In 1947, Winston Churchill quoted an unknown predecessor and referred to democracy as being “the worst form of government, except for all the others”.

Democracy is very fragile, however, and is not limited to the occasional election. Its survival depends on much more than just the direct expression of citizens’ will through the ballot.

The balance between the various institutions that constitute the mechanism for exercising democracy and the goodwill of the democratically elected government is key.  A democratically elected government is not necessarily a democratic one, as its actions might fly in the face of all that democracy stands for, such as is the case with this Labour government.

A key pillar of the democratic balance in a country is its judiciary. The checks and balances of the democratic mix of institutions should prevent an elected government from turning a democracy into an autocracy.

We are therefore justifiably concerned at the steady undermining that our institutions are facing. Certain appointments to the judiciary in these four years of Labour government have been fraught with controversy and served to erode public trust in the administration of justice.

To add insult to injury, a government minister is using the judicial system to attack another pillar of democracy, namely the press.

Libel proceedings are there to provide the delicate balance between the right to free speech and the right to protect oneself against slander. The garnishee, or as it is better known in Maltese sekwestru, obliges a defendant in a civil case where ownership of a certain value is being contested to place that same amount in  a position where its allocation to the winner of the dispute is guaranteed after the judgment.

The garnisheeis being used to pre-judge the case prior to giving the journalist the chance to prove her case

Using this mechanism in a civil libel suit by a sitting government minister on four libel cases presented at once against one journalist, Daphne Caruana Galizia, inflicts the ‘punishment’ foreseen from the very outset of the proceedings. This technicality is being used to pre-judge the case prior to giving the journalist the chance to prove her case. This is a mind-boggling precedent and a suppression of the free voice of the press.

The case in question is a high-profile political one. The published allegations were against a prominent political figure, a government minister on official duties abroad, and there is therefore another court at play, the court of public opinion. This court has already seen the detailed allegations and third-party corroboration acquired by other journalists. 

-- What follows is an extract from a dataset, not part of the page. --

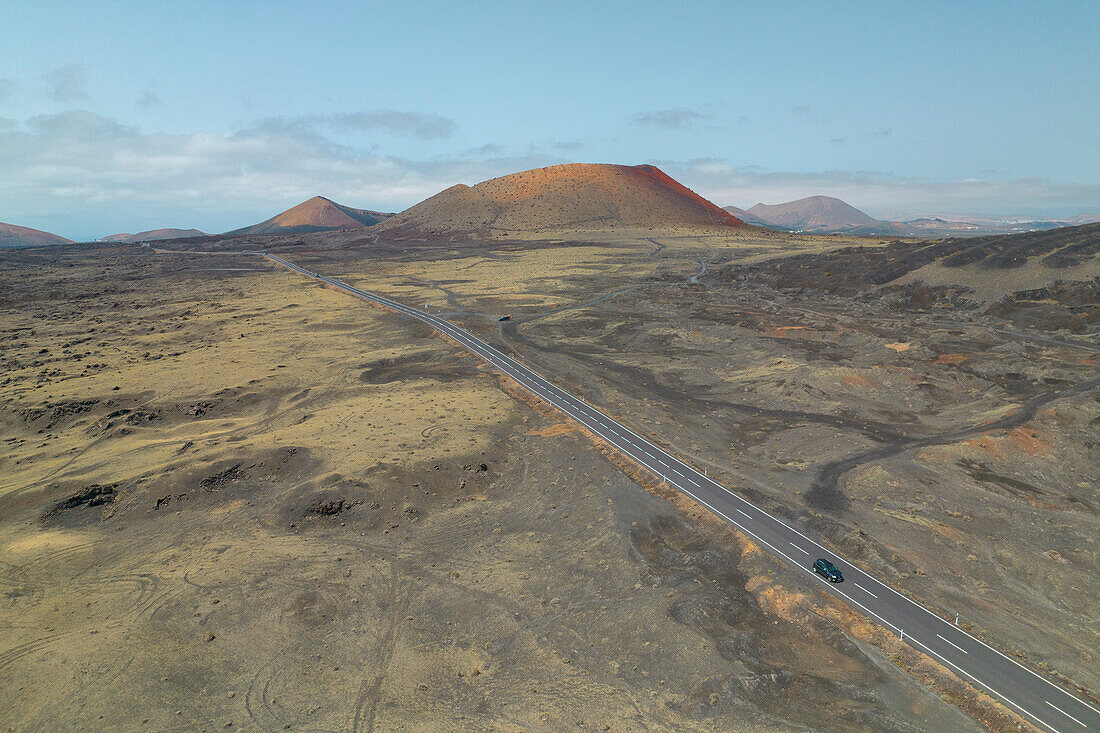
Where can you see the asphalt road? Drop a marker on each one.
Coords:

Confronted with this, the minister has steadfastly refused to prove he was anywhere else other than, as alleged, at the brothel. He has refused to respect public opinion by not presenting the evidence he claims to have, which I hope will not just be an anonymous receipt for a beer at the bar. He has used multiple garnishee orders, which go far beyond the financial impact on the journalist in question and are meant to dissuade the free press from uncovering any more sleaze, corruption or wrongdoing.

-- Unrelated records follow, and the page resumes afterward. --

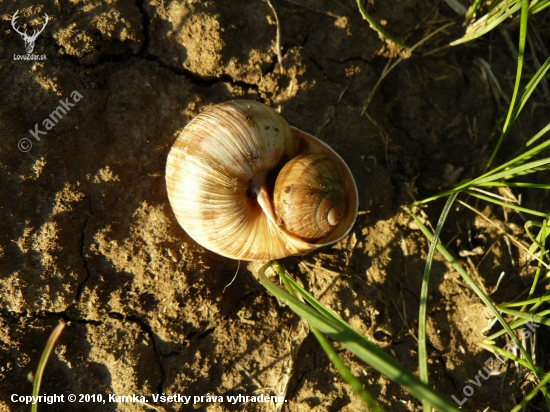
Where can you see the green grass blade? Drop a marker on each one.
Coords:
(379, 28)
(513, 325)
(482, 26)
(518, 184)
(345, 373)
(44, 360)
(513, 110)
(466, 277)
(360, 346)
(527, 316)
(423, 308)
(472, 10)
(540, 299)
(493, 175)
(540, 6)
(508, 205)
(340, 366)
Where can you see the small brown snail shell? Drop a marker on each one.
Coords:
(246, 185)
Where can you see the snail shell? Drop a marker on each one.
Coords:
(238, 175)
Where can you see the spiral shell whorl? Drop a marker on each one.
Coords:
(309, 196)
(217, 174)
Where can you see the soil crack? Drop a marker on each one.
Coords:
(80, 287)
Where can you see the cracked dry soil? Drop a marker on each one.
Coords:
(88, 237)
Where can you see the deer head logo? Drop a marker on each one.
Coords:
(29, 40)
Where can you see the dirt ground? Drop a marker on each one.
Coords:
(87, 235)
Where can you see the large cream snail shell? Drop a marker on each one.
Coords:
(238, 175)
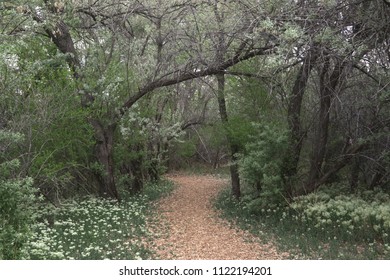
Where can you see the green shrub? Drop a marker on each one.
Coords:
(17, 199)
(260, 166)
(96, 228)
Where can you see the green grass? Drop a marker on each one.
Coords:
(318, 226)
(96, 228)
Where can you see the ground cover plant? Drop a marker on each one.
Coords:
(322, 225)
(96, 228)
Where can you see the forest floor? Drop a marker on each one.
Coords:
(189, 227)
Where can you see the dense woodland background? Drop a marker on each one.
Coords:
(102, 97)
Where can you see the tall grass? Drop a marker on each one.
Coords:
(322, 225)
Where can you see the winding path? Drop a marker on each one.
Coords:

The role of the free press in a democracy is to uncover the truth. The only guarantee of transparency and accountability for a government is a press free from the shadow of threats and other muzzling actions. The minister’s actions are the antithesis of transparency and a proactive attempt to‘opaque’ our democracy.

In an article entitled ‘How to build an autocracy’, David Frum, a senior editor at The Atlantic and former speechwriter for George W Bush, describes how he sees the United States under Trump going down the path towards illiberalism. He quotes Larry Diamond, a sociologist at Stanford, who has described the past decade as a period which has seen the number of democratic states diminishing and, within many of the remaining democracies, the quality of governance deteriorating. 

He also wrote that “the benefit of controlling a modern state is less the power to persecute the innocent, more the power to protect the guilty”.

In Malta, it seems to be both. The signs are there, and our democracy is at risk. It is up to us to stand up and make sure that we defend what we still have and regain what we have lost. Nobody else will do it for us.

Frank Psaila is a lawyer and anchors Iswed fuq l-Abjad on NET TV.